Kantitatif uygulamaların çoğunluğunda en temel amaç, örnek içersindeki ana bileşenlerin belirlenmesidir Genel olarak algılama limiti (detection limit) yaklaşık olarak 0.1% civarında olmakla birlikte, bazı özel uygulamalar ve örnek ve matriksin uygun olduğu koşullarda NIR ile bu daha da düşürülebilir (Pasquini, 2003).

Günümüze kadar yapılmış olan bir çok çalışma, NIRS kullanılarak toprak özelliklerinin ölçülmesi üzerine yoğunlaşmıştır. Kızıl ötesi spektroskopik teknikler toprağın hem organik hem de inorganik fazlarına karşı oldukça hassas olduğundan, tarımsal ve çevre ile ilgili çalışmalarda ilgi odağı haline gelmişlerdir. McBratney ve ark. (2006) toprak özelliklerinin tahmininin yanında, tahmin edilen toprak özelliklerinin pedo-transfer fonksiyonlarında (PTF) ve diğer önemli özelliklerin tahmininde kullanım olanaklarını araştırmışlardır. Viscarra Rossel ve ark. (2006) görülebilir (VIS), yakın kızıl ötesi (NIR) ve orta kızıl ötesi (MIR) bölgesindeki dağılmış yansıma spektroskopisi ile çeşitli toprak özelliklerinin aynı anda belirlenebileceğini göstermişlerdir.
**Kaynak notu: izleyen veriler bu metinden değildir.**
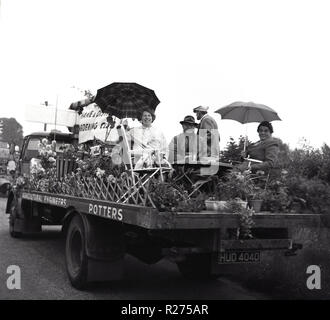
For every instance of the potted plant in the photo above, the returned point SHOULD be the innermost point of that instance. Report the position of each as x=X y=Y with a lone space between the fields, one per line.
x=257 y=198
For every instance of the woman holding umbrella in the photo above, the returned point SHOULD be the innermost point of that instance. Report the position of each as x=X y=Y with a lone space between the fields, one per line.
x=265 y=151
x=146 y=139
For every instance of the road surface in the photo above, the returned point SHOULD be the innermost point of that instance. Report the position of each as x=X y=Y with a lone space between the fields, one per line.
x=43 y=275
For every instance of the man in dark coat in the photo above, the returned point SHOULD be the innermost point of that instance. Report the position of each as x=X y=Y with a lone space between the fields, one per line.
x=183 y=147
x=208 y=135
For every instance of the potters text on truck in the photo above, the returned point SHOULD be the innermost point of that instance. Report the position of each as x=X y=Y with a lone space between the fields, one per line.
x=105 y=211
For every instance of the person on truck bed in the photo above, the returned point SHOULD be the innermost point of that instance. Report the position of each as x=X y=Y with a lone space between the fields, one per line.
x=146 y=139
x=265 y=150
x=183 y=147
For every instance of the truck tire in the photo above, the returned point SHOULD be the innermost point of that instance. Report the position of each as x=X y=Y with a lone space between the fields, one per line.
x=12 y=219
x=75 y=253
x=197 y=267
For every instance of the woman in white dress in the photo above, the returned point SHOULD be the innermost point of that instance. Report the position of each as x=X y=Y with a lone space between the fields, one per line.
x=147 y=141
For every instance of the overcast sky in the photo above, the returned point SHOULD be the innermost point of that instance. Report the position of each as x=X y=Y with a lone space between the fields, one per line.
x=191 y=53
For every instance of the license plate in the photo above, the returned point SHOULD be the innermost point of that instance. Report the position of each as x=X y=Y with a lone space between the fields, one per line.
x=228 y=257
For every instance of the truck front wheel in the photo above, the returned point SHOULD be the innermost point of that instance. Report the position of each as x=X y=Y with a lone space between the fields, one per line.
x=75 y=253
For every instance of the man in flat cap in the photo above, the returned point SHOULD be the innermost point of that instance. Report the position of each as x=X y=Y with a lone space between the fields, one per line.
x=183 y=147
x=208 y=135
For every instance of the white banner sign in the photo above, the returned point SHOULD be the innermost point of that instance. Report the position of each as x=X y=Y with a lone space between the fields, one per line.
x=93 y=124
x=49 y=114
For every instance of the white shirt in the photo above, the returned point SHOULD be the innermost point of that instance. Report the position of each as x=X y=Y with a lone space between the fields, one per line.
x=148 y=138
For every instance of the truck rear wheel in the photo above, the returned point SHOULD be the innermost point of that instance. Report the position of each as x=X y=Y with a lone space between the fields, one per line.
x=197 y=267
x=12 y=219
x=75 y=253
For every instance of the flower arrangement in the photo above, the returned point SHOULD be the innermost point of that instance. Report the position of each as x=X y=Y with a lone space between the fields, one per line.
x=235 y=184
x=245 y=219
x=170 y=197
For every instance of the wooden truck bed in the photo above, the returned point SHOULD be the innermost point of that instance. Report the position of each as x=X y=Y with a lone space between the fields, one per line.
x=151 y=218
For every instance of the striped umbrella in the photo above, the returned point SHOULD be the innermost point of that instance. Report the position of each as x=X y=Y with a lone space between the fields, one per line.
x=125 y=99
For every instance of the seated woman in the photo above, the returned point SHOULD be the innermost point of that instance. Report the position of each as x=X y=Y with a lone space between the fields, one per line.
x=146 y=141
x=265 y=150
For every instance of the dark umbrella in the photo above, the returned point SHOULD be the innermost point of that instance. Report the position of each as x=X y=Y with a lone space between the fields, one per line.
x=125 y=99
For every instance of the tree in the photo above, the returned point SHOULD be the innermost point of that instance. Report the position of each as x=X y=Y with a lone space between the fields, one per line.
x=11 y=131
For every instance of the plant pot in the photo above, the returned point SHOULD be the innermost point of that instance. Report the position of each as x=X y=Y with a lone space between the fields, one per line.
x=216 y=205
x=256 y=204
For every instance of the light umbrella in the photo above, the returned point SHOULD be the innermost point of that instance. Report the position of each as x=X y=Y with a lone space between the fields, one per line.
x=247 y=112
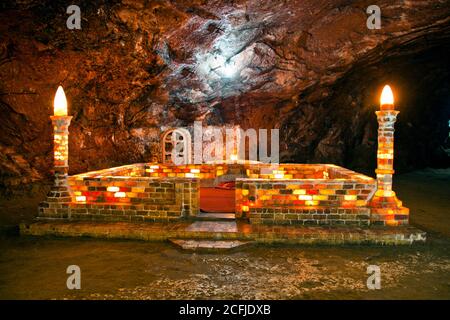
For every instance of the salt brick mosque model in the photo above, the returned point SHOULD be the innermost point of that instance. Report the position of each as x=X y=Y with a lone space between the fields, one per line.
x=291 y=194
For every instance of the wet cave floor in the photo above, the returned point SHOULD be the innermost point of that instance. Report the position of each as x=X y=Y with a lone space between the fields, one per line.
x=35 y=268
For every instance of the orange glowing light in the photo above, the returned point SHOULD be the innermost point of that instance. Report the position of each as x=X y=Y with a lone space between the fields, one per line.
x=60 y=103
x=387 y=97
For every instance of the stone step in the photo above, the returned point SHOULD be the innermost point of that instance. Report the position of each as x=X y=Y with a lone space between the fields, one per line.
x=215 y=216
x=209 y=245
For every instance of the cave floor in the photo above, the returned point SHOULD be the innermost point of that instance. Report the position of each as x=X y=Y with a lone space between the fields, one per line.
x=35 y=268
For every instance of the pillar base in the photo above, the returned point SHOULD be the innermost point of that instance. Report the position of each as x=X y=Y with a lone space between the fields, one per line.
x=57 y=203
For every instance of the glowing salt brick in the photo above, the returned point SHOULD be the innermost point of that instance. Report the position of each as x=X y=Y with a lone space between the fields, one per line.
x=80 y=199
x=120 y=195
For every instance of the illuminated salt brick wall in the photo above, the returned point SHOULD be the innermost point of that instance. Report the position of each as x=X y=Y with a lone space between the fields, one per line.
x=125 y=194
x=339 y=198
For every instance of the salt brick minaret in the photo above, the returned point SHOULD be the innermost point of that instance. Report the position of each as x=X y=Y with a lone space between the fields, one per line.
x=386 y=208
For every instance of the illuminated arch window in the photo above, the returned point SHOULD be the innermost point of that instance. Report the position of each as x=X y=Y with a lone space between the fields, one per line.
x=176 y=146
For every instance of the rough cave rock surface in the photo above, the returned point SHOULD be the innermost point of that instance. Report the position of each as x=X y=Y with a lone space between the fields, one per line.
x=311 y=68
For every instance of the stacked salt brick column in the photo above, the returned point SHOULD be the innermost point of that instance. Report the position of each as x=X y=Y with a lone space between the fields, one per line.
x=59 y=199
x=386 y=209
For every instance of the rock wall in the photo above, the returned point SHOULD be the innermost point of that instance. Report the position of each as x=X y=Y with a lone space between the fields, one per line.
x=308 y=67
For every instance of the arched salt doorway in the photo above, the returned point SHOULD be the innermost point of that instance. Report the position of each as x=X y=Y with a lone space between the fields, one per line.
x=176 y=146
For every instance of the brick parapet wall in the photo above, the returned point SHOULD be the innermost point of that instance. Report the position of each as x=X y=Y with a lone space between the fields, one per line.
x=339 y=199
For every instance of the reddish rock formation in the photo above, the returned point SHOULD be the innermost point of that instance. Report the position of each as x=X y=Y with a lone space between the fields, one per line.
x=309 y=67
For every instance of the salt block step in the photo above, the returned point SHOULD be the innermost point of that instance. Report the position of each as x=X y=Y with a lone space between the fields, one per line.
x=209 y=245
x=215 y=216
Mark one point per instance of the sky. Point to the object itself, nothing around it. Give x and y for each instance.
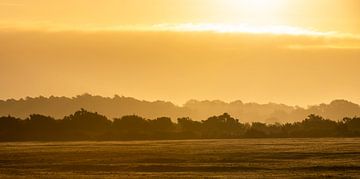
(297, 52)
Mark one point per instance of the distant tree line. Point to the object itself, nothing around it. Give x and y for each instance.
(85, 125)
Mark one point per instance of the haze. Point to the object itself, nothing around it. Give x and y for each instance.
(292, 52)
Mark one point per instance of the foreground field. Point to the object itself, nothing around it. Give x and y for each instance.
(250, 158)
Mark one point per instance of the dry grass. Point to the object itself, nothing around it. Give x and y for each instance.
(248, 158)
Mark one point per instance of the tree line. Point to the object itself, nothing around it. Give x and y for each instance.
(85, 125)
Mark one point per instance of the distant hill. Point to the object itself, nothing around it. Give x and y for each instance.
(197, 110)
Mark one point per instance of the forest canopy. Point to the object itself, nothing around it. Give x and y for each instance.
(86, 125)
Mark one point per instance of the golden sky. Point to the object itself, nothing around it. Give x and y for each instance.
(295, 52)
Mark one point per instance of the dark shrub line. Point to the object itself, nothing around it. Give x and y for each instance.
(85, 125)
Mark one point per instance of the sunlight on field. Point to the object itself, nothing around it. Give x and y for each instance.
(251, 158)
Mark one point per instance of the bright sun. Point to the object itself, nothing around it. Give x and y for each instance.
(261, 5)
(257, 11)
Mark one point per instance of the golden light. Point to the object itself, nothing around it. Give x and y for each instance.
(260, 12)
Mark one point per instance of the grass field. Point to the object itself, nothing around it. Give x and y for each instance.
(247, 158)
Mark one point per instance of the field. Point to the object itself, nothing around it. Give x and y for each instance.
(247, 158)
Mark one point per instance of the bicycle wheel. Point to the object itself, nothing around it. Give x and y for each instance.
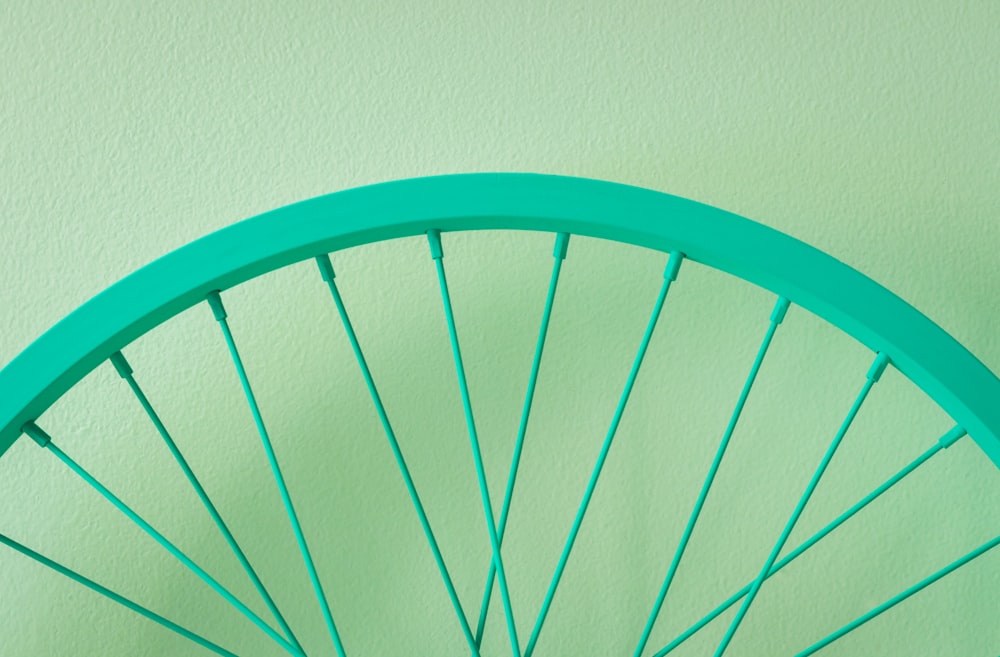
(344, 401)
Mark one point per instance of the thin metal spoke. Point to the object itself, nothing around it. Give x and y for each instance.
(125, 371)
(892, 602)
(947, 440)
(559, 254)
(215, 301)
(669, 275)
(326, 270)
(777, 315)
(44, 440)
(437, 254)
(873, 375)
(120, 599)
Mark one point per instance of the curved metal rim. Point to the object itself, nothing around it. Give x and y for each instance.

Araştırmacılar kullanılacak spektral aralığın; (i) tahminin istenen doğruluk derecesine, (ii) teknolojinin fiyatına ve (iii) örnek hazırlamanın ne kadar zaman alacağına bağlı olduğunu belirtmişlerdir. Toprak organik karbon içeriğinin tahmin edilmesi istendiğinde, toprağın organik karbon içeriğini uzaysal dağılımı belirlenmek isteniyorsa, bu durumda VIS, MIR yerine tercih edilebilir. Zira tahminde MIR tekniği ile VIS’e göre sadece 0.03%’lük bir hassasiyet sağlanması mümkündür ve MIR için çok daha hassas çalışıp örnek hazırlama için daha fazla zaman harcamak gerektiğinden dolayı VIS kullanmak daha mantıklı olacaktır. Başka bir çalışmada kil miktarı belirlenirken eğer NIR yerine MIR kullanılırsa sadece 0.17%’lik bir iyileştirme sağlanacağı rapor edilmiştir.

Bu durumda da çok daha pahalı olan MIR teknolojisi yerine NIR kullanılmalıdır.

Günümüzde fiber optik kablolu VIS ve NIR cihazlarını alıp arazide ölçüm yapmak mümkündür, ancak taşınabilir MIR cihazları hala çok pahalı olduğundan dolayı ekonomik değildir. Zamanla

teknolojideki ilerlemelere paralel olarak, MIR cihazlarının temini ve fiyatları azalacak ve arazide kullanım olanakları artacaktır. Ancak mevcut şartlarda MIR spektrometresi laboratuarda bir çok geleneksel toprak analizinin yerine kullanılabilmektedir (Cohen ve ark., 2005; Viscarra Rossel ve ark., 2006).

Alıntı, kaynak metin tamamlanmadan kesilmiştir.